Kong Hans Kælder is a two Michelin star restaurant in Copenhagen, Denmark. It received the first Michelin star awarded to a Copenhagen restaurant, but lost its star in March 2014 . It since regained a Michelin star in 2015. On 13 September 2021, Kong Hans Kælder received a second Michelin star. The cuisine is mainly classical French with contemporary Nordic influences. The head chef is Mark Lundgaard.[1]
The restaurant is located in a white-washed, groin vaulted basement under one of the oldest houses in Copenhagen, a former merchant's residence from the Middle Ages, in a small street just off Kongens Nytorv. Kong Hans Kælder translates into King John's cellar.

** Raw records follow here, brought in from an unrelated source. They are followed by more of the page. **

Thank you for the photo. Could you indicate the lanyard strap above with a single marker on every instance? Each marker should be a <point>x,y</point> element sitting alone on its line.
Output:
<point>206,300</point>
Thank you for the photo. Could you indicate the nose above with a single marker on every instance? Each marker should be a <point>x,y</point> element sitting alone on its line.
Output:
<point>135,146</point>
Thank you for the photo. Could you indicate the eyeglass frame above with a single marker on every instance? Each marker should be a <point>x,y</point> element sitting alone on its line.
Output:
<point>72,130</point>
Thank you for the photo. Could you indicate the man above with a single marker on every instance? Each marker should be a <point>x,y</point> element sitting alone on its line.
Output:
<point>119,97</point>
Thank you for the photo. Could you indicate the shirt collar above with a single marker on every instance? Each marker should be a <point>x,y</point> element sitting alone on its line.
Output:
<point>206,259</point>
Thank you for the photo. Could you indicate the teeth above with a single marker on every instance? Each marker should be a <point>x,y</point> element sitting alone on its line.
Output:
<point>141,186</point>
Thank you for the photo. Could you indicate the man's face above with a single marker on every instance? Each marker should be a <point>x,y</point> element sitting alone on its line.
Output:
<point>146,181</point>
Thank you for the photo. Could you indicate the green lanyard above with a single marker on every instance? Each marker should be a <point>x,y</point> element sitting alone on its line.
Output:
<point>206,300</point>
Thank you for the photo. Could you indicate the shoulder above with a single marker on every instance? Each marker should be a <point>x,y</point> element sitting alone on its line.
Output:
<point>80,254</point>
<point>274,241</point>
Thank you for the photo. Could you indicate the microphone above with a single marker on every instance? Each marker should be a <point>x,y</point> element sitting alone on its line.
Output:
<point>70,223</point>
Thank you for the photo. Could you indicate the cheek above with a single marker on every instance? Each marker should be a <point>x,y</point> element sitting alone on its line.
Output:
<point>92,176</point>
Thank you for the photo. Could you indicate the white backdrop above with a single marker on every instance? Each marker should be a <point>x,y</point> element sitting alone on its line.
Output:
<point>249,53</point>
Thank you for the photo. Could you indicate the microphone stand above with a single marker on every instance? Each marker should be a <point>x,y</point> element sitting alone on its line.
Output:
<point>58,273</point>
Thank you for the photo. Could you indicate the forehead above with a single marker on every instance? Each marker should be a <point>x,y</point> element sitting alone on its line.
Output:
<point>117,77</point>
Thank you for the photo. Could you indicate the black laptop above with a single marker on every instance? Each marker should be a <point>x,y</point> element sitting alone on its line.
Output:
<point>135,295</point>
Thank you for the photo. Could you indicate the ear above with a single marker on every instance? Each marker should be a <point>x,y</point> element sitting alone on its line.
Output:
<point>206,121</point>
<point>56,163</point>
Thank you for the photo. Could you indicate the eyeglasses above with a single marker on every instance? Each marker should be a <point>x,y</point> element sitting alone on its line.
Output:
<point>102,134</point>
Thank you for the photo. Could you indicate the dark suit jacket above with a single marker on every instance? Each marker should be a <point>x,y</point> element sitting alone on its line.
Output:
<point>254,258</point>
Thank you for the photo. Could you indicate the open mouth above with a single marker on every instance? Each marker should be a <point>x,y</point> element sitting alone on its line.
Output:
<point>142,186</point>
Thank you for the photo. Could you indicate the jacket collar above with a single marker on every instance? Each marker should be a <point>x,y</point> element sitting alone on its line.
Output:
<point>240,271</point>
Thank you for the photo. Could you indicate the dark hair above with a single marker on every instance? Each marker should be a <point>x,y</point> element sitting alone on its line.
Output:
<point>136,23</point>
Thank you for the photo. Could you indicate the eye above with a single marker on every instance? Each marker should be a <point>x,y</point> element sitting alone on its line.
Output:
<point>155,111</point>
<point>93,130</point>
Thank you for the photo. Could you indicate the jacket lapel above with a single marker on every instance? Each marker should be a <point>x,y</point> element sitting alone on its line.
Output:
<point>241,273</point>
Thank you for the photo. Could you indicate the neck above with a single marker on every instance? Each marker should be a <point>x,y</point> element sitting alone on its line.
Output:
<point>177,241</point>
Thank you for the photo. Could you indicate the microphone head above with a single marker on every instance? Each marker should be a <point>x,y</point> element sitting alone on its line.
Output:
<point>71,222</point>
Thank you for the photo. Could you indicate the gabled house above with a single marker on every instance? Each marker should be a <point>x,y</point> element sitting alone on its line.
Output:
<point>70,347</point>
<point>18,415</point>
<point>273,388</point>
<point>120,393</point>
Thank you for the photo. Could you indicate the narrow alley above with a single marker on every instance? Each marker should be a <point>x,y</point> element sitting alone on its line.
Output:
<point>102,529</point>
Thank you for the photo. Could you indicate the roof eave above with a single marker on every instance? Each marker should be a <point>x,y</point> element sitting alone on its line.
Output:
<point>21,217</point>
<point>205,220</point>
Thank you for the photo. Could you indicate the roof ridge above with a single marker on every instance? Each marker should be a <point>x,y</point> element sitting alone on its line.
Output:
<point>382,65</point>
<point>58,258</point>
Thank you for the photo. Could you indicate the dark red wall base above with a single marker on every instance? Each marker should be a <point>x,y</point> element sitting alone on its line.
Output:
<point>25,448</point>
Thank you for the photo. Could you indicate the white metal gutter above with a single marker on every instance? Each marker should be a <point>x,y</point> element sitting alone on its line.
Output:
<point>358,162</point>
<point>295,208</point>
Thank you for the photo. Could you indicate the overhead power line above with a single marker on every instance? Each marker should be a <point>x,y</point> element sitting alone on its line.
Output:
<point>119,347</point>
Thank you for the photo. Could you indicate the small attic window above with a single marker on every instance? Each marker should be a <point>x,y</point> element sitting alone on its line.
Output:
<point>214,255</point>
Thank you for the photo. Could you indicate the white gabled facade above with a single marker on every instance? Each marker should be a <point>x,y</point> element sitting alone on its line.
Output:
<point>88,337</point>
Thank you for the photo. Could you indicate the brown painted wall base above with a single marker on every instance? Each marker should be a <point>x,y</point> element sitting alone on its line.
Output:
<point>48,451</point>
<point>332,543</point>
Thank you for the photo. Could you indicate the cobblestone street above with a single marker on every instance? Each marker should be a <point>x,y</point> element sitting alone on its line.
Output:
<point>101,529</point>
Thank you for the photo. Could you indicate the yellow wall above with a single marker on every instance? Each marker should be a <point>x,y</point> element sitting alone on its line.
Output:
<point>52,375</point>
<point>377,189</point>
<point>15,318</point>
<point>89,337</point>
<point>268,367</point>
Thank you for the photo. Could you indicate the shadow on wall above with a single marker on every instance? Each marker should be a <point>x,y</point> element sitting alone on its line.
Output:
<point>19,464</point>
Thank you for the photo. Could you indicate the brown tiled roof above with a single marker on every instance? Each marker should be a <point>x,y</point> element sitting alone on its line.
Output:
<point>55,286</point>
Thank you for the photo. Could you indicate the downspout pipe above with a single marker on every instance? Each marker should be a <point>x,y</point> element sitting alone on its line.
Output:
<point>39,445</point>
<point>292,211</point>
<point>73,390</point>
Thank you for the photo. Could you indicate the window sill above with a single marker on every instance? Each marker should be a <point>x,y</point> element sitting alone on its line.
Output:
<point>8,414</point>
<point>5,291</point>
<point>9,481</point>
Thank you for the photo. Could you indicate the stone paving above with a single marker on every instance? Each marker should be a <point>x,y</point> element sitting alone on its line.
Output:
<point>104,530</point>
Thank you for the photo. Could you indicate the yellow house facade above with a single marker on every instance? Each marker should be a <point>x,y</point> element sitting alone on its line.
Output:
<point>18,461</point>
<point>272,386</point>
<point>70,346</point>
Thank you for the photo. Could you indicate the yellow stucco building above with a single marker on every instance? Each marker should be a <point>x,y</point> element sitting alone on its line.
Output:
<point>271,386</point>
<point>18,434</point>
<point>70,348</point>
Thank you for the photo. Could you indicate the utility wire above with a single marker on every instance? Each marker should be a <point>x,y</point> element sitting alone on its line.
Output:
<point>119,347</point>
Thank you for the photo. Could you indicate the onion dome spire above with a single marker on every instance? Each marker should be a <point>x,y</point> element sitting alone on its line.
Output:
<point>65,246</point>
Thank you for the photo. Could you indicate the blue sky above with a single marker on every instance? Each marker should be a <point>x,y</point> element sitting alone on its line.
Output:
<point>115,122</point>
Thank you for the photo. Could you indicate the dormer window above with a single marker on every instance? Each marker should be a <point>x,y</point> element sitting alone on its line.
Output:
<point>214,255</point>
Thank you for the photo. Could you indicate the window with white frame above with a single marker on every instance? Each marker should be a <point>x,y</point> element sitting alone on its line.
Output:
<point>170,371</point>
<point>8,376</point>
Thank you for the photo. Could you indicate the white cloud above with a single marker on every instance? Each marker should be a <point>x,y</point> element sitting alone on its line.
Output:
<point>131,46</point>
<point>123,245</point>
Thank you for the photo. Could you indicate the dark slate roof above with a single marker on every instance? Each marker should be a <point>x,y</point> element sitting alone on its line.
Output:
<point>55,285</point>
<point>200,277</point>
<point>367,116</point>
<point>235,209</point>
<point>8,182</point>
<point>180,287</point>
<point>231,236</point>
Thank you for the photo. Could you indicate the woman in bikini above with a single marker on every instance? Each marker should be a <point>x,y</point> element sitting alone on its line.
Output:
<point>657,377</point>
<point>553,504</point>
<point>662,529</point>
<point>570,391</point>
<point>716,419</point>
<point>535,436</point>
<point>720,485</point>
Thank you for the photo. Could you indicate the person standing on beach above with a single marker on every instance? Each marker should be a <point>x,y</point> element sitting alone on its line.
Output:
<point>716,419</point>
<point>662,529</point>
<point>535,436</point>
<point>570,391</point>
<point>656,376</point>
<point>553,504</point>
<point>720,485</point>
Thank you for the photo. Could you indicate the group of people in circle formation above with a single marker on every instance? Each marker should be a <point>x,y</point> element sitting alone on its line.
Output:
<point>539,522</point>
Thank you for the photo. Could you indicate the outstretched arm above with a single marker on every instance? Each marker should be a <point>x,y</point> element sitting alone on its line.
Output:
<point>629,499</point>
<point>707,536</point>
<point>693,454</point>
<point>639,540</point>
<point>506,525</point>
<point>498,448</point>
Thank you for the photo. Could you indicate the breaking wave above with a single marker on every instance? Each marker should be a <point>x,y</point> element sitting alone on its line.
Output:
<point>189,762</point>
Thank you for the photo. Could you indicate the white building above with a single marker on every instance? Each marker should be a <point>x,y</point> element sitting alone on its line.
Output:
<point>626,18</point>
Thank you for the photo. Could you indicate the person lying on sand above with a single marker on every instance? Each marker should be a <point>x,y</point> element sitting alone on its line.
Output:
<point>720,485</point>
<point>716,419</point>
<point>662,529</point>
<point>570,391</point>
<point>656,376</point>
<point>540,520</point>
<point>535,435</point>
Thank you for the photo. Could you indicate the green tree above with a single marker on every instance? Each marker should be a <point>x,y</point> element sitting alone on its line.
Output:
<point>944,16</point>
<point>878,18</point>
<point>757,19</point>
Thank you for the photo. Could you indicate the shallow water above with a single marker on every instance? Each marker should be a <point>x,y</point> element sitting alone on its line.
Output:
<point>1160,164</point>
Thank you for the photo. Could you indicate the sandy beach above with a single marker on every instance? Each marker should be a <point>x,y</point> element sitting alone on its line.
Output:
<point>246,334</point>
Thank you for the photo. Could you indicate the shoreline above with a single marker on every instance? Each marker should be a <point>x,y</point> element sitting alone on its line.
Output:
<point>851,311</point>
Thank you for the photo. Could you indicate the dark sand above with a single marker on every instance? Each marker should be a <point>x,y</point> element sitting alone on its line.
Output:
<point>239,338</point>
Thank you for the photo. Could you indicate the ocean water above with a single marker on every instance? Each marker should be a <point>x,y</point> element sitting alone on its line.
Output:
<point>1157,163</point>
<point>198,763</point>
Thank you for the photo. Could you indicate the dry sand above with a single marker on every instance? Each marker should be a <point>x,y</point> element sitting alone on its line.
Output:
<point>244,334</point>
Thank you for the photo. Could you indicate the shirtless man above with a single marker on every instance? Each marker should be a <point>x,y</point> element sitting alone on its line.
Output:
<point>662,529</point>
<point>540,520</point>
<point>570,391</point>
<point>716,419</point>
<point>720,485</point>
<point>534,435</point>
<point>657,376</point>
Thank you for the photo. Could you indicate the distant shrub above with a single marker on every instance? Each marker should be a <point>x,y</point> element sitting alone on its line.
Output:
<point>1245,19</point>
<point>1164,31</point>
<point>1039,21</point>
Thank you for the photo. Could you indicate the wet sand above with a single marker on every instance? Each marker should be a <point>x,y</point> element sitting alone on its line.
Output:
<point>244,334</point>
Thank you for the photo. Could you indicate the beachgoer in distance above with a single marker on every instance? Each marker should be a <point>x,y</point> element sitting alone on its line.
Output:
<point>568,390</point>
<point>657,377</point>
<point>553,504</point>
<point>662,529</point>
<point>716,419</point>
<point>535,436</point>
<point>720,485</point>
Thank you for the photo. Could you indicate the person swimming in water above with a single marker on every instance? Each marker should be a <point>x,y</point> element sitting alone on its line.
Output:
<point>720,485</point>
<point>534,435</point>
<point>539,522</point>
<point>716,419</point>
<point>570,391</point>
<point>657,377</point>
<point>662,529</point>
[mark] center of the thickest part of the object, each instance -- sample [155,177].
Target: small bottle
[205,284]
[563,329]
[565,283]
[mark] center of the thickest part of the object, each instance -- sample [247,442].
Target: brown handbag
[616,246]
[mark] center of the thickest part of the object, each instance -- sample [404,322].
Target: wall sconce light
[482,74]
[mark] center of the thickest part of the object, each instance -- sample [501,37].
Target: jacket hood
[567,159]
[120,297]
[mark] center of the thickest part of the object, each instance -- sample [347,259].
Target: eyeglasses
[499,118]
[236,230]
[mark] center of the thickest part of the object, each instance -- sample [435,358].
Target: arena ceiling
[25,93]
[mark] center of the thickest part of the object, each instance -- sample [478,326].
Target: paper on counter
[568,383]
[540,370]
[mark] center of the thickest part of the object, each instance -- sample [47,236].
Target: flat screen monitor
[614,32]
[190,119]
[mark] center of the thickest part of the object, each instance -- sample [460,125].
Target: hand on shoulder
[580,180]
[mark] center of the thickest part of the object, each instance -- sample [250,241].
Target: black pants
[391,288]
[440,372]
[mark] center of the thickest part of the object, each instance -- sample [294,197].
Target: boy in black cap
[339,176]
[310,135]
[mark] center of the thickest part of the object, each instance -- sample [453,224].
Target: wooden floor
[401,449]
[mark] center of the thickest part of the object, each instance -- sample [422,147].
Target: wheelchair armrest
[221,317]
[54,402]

Kong Hans Kælder was established in Copenhagen in 1976 by filmmakers and culinary entrepreneurs Sven and Lene Grønlykke, with Danish author Klaus Rifbjerg as an investor. It was the first French-style gourmet restaurant in Copenhagen and drew considerable media attention at its opening.[2] The first head chef was French Michel Michaud, until then head chef of one of the Grønlycke family's other establishments, Falsled Kro in the southern part of the island of Funen. In 1980, the kitchen was taken over by another Frenchman, Daniel Letz, under whom the restaurant received its first Michelin star in 1983. In 1998, Thomas Rode Andersen replaced Letz as head chef of Kong Hans Kælder.